En ce qui concerne la procédure, par quatre arrêts, la Chambre Mixte a donné des précisions sur le délai d’action en garantie de vices cachés (5), mais la présomption irréfragable de connaissance des vices cachés respecte le droit à un procès équitable du vendeur professionnel (6). Le contrôle de proportionnalité est mis en œuvre pour les mesures d’instruction in futurum (7). Une seule déclaration d’appel peut contenir un appel‑nullité principal et un appel‑réformation subsidiaire (8), mais gare à l’acte d’appel dirigé vers une juridiction erronée (9).

Enfin, trois arrêts apportent encore des précisions en matière de procédure d’appel (10).

DEONTOLOGIE ET HONORAIRES DE l’AVOCAT

1 – Revirement de jurisprudence en matière de prescription de l’action en responsabilité contre l’avocat

Civ. 1re, 14 juin 2023, n° 22-17.520, FS-B

Dans cet important arrêt, la Cour de cassation opère un revirement de jurisprudence par un moyen relevé d’office : il résulte de la combinaison des articles 2225 du code civil, 412 du code de procédure civile et 13 du décret n° 2005-790 du 12 juillet 2005 relatif aux règles de déontologie de la profession d’avocat que le délai de prescription de l’action en responsabilité du client contre son avocat (cinq ans), au titre des fautes commises dans l’exécution de sa mission, court à compter de l’expiration du délai de recours contre la décision ayant terminé l’instance pour laquelle il avait reçu mandat de représenter et d’assister son client, à moins que les relations entre le client et son avocat aient cessé avant cette date.
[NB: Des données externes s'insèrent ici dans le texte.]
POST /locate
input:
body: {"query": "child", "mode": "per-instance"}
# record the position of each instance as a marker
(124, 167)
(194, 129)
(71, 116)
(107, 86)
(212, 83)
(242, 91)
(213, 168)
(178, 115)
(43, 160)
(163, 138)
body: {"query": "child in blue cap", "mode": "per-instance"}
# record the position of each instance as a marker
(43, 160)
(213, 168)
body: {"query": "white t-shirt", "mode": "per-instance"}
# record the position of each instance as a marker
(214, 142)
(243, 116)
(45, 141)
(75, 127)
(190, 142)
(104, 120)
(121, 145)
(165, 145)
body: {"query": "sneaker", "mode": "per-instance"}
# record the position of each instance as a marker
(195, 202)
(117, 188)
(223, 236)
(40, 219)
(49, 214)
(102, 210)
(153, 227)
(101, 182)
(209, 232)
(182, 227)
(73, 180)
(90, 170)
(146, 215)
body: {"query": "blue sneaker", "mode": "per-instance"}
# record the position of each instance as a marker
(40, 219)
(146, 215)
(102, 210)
En l’espèce, le point de départ de la prescription n’était pas constitué par l’ordonnance du conseiller de la mise en état constatant la caducité de l’appel, mais par l’expiration du délai de déféré.

La solution antérieure (voir Civ. 1re, 14 janvier 2016, pourvoi n° 14-23.200) avait l’avantage de proposer un point de départ fixe et identifiable.

Désormais, si le point de départ se situe dans l’expiration du délai de recours, l’absence de signification pourrait conduire à ce que le délai de l’action en responsabilité contre l’avocat ne puisse jamais commencer à courir, sous réserve du délai de péremption de deux ans.

En tous les cas, se ménager la preuve de la fin de la mission pourra s’avérer utile.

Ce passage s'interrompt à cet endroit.